When there are lawyers involved, how can it affect the mediation process and mediations in general? You might guess that when one or both sides bring an attorney to a mediation, the process would become more contentious and adversarial, with impasse more likely, than if the parties worked solely with a mediator.
That conventional wisdom is contradicted by negotiation research by professors Jean Poitras of HEC Montréal; Arnaud Stimec of the Université de Nantes, France; and Jean Francois Roberge of the Université de Sherbrooke in Canada. In a study of conflict management and workplace disputes handled by a professional mediator in Québec, Canada, mediations conducted with attorneys present were just as likely to be settled as were those without attorneys present. More good news: the presence of attorneys didn’t significantly slow down the mediation process, affect how fair parties viewed the process to be, or alter how satisfied they were with the negotiated agreement.
The Process of Mediation Changes with Lawyers Present
A couple of difference did emerge.
First, when attorneys were present, parties viewed their mediators to be somewhat less useful.
Second, parties were less likely to reconcile with each other when attorneys were present.
Overall, though, the study finds some evidence that lawyers, contrary to their reputation, do not obstruct agreement in mediation.
Do you have experience with the mediation process? Leave us a comment.
Negotiation Research Resource: “The Negative Impact of Attorneys on Mediation Outcomes: A Myth or Reality?” by Jean Poitras, Arnaud Stimec, and Jean-Francois Roberge. Negotiation Journal, 2010.

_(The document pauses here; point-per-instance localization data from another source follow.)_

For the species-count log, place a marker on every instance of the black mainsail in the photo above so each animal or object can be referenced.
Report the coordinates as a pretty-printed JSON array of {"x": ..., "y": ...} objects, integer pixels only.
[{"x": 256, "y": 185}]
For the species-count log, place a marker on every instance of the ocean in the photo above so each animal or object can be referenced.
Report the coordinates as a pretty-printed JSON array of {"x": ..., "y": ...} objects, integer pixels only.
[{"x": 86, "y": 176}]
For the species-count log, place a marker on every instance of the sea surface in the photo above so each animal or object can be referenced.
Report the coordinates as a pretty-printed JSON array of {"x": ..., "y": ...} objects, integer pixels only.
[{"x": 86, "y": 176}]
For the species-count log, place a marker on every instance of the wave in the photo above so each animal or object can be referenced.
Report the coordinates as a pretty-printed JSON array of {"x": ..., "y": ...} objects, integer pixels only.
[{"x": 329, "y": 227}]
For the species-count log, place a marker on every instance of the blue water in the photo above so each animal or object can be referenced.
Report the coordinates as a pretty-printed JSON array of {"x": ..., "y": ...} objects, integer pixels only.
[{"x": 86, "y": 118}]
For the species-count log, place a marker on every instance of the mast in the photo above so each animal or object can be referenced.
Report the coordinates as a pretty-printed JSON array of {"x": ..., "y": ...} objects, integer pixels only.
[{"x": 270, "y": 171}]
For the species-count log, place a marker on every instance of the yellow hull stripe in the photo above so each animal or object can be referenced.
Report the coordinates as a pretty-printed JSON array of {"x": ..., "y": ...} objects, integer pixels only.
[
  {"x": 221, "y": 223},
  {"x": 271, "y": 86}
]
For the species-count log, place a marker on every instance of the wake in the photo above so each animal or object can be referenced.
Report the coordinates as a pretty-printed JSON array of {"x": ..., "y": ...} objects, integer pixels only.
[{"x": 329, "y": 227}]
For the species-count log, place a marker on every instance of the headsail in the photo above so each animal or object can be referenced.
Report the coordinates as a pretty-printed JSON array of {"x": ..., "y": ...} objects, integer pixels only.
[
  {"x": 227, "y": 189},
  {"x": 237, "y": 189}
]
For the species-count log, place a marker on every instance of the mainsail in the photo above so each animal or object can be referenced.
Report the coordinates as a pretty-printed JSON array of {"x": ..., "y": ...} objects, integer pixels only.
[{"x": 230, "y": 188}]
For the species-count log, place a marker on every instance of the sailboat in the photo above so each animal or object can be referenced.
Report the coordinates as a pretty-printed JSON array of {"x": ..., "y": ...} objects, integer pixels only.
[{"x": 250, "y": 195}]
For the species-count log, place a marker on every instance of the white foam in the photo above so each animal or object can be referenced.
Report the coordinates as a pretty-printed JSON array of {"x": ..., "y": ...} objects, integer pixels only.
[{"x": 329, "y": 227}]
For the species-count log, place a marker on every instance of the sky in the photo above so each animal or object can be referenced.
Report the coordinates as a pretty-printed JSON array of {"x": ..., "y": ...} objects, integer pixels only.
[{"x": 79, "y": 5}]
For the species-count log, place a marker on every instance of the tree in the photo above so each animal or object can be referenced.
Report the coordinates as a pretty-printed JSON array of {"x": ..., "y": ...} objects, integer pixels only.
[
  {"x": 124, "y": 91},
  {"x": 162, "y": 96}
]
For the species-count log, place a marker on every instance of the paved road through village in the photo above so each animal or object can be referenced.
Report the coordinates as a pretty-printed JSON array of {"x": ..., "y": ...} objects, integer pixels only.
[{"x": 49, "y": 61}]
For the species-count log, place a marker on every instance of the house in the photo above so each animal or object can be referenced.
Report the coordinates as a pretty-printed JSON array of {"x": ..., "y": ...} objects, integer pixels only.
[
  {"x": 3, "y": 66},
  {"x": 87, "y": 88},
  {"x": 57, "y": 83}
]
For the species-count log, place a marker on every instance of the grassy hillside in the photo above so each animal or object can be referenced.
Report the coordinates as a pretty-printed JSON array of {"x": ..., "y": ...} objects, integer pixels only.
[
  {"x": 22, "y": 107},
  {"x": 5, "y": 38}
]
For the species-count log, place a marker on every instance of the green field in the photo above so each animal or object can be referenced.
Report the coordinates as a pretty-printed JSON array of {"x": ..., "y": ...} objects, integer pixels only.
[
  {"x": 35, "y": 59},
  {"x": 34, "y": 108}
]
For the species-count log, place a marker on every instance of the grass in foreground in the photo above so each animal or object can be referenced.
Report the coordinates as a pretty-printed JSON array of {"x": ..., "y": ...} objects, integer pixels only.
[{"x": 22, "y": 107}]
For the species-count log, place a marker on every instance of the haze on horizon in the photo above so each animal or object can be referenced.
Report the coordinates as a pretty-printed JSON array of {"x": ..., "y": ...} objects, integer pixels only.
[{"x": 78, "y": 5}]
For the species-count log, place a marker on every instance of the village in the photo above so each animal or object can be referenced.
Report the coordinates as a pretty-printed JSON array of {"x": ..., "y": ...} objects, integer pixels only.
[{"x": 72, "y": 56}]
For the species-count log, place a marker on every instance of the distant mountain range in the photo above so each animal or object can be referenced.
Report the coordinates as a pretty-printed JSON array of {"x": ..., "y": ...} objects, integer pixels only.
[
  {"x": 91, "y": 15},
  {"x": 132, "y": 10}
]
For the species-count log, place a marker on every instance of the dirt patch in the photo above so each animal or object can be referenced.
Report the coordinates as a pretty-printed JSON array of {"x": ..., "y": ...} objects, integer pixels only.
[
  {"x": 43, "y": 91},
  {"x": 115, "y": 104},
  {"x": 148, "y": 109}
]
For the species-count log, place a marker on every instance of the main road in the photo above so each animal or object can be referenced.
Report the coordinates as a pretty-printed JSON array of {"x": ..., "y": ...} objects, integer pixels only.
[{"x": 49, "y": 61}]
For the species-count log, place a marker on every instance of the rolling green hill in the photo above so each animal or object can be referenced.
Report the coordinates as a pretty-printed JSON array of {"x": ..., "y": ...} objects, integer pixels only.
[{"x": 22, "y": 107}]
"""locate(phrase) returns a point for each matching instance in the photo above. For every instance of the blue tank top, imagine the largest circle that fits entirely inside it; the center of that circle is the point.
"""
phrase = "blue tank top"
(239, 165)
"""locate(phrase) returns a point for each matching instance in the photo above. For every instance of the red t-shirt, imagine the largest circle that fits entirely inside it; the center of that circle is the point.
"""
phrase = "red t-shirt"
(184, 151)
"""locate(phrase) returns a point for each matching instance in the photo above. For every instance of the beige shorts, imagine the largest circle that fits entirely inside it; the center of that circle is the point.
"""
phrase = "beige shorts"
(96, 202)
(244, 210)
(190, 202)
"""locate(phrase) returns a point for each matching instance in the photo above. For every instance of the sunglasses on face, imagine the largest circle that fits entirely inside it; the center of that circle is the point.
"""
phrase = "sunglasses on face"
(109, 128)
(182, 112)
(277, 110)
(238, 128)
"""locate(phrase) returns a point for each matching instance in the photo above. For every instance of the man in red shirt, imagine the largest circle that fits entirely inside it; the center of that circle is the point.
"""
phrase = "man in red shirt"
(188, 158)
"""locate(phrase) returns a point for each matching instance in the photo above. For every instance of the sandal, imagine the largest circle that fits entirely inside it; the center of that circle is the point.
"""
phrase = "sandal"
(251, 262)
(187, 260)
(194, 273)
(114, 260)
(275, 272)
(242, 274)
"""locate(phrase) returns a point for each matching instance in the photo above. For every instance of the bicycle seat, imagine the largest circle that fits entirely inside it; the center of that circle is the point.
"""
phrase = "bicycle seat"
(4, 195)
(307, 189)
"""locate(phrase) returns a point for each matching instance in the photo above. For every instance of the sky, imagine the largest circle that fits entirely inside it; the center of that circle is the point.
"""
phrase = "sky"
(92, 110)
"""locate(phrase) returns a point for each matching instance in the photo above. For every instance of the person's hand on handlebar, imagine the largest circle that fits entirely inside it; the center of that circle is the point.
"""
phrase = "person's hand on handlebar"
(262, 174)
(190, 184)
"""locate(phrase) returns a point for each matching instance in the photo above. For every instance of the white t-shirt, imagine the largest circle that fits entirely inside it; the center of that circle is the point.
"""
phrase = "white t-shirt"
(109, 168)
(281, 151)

Related Mediation Article: Negotiating a More Satisfactory Divorce – Among the most contentious disputes conflict management specialists such as mediators face is a divorce mediation session. Issues are typically fraught with emotion and reaching negotiated agreements is often difficult. Dividing marital property, determining spousal support, and child visitation rights are just some of the areas of contention that mediators involved in divorce negotiations will have to tackle. Given the antagonistic nature of such a mediation, how do mediated divorce settlements compare with those imposed by judges in court? Negotiation research from Rachid Baitar of the Catholic University of Leuven and Ghent University in Belgium examined settlements in divorce cases that were handled by mediators compared with those handled by lawyers.
Adapted from “Should You Bring Your Lawyer,” first published in the Negotiation newsletter, April 2010.
Originally published in 2012.
Fascinating that research concludes that the presence of lawyers does not affect whether ‘settlement’ is reached……so what purpose is there in having them in the room? Being present for the hours they are there must cost a fortune for the parties and so if settlement is just as likely with or without them…..?
Interesting also that little ‘weight’ seems to be given to the fact that parties are less likely to reconcile with each other when attorneys are present…….so the sustainability of the resolution is less with them present as if they have not reconciled with each other as much as they would without lawyers, they are more likely to fall out again. Love the spin on this article to continue to try to justify the presence of lawyers in mediations. But we see through you….oh yes!
Alan, perhaps the fact that the parties choose to have attorneys present says something about the level of trust in the room. If that level is lower, isn’t it likely that the chances of reconciliation are also lower?
Since this study was conducted in Canada, I can only speak of my experiences in the USA that are mixed. My further answer is “it depends” upon many circumstances vis-a-vis the mediation outcome with attorneys present. If the attorneys are cooperative and assist the mediator to facilitate a mutually agreed upon outcome, then I welcome their engagement in the ADR process. If not, and the attorneys plan to follow an “adversarial mediation” strategy with the attendant tactics then I do not welcome their involvement. Rather I state the rules of engagement at the outset of the session to respect the facilitative ADR process and to defer from presenting legal positioning or arguments.
Since mediation is strickly a negotiation between two parties who may or may not know the law sometimes legal ease can create problems by addressing legal issues in the mediation it can scare a participant may be in a good way or bad. I have found not using legal jargon helped me settle my cases easier when dealing with not legal participants. Sometimes a lawyer interjecting laws into the negotiation clouds the water and confuses the participants.